Alltagstücken im Umgang mit dem „Support"-Menü des Onlinehändlers
Eine gemeinsame Sprache für alle Europäer – davon träumen nicht nur Schüler und EU-Parlamentarier. Im heimischen Alltag erleben Menschen neuerdings immer häufiger, dass ihre Anliegen nicht wirklich verstanden werden. Besonders, wenn sie es nicht mit natürlichen Wesen, sondern mit Chatbots oder Sprachassistenten zu tun haben. Hier ein leicht abgewandeltes Vorkommnis aus dem täglichen Leben.
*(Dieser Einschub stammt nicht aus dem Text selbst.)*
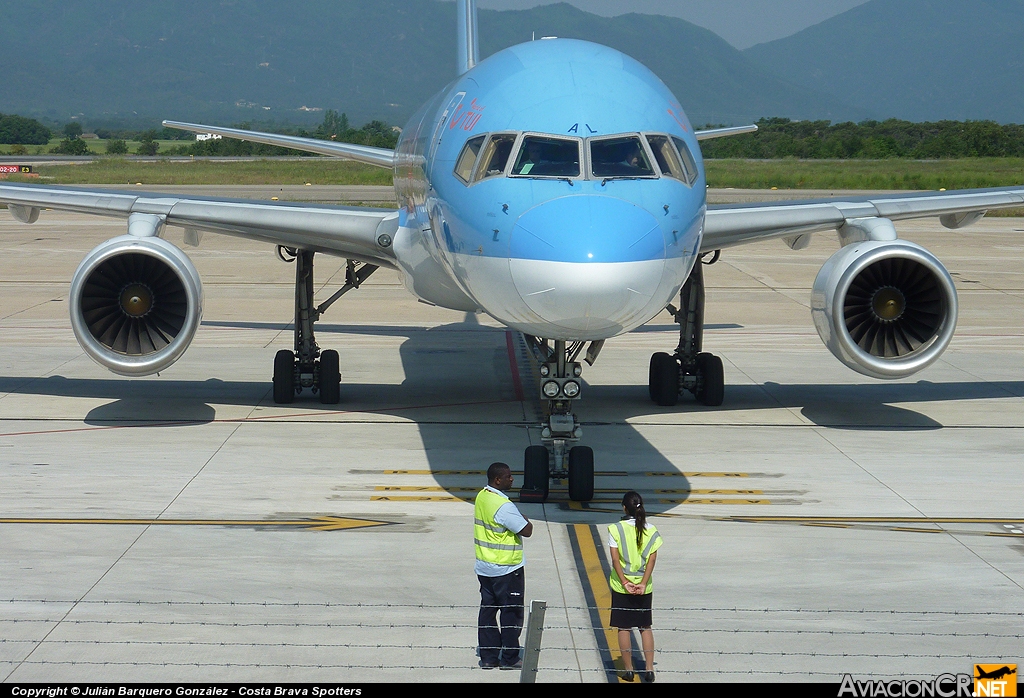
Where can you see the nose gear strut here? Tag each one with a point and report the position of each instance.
(306, 365)
(560, 385)
(688, 367)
Probieren Sie einmal, mit Händler oder Hersteller zu kommunizieren, wenn sich Ihr Staubsaugerroboter totstellt und die Bedienungsanleitung keinen Rat weiß. Den Tipps aus dem gedruckten „Troubleshooting-Guide" widersetzt sich der Roboter. Sobald er seine Ladestation verlässt, schließt er seine Augen und verweigert die Arbeit. Eineinviertel Jahre nach Kauf – ein kurzes Leben. Denn das war es dann mit ihm, wie sich bald herausstellt. Spoiler: Der frühe Tod des Staubsaugerroboters liegt nicht zwangsläufig an seinen Mängeln, sondern an Kommunikationsdefiziten.
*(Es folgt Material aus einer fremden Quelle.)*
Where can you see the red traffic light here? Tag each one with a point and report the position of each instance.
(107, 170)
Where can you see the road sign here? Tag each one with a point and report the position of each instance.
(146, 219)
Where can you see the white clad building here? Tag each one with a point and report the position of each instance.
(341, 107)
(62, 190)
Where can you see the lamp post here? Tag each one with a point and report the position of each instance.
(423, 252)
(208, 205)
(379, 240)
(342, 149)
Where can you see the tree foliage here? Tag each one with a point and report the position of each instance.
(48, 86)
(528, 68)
Im „Support"-Menü des Online-Händlers erwartet die Herrin des Haushaltshelfers ein Chatbot. Der ist an den technischen Feinheiten der – historisch gesehen – schleichend eingetretenen Arbeitsverweigerung des smarten Staubschluckers wenig interessiert. „Ich vermittele Sie an einen Ansprechpartner des Herstellers, der sich mit den spezifischen Technikdetails und der Behebung von Problemen auskennt."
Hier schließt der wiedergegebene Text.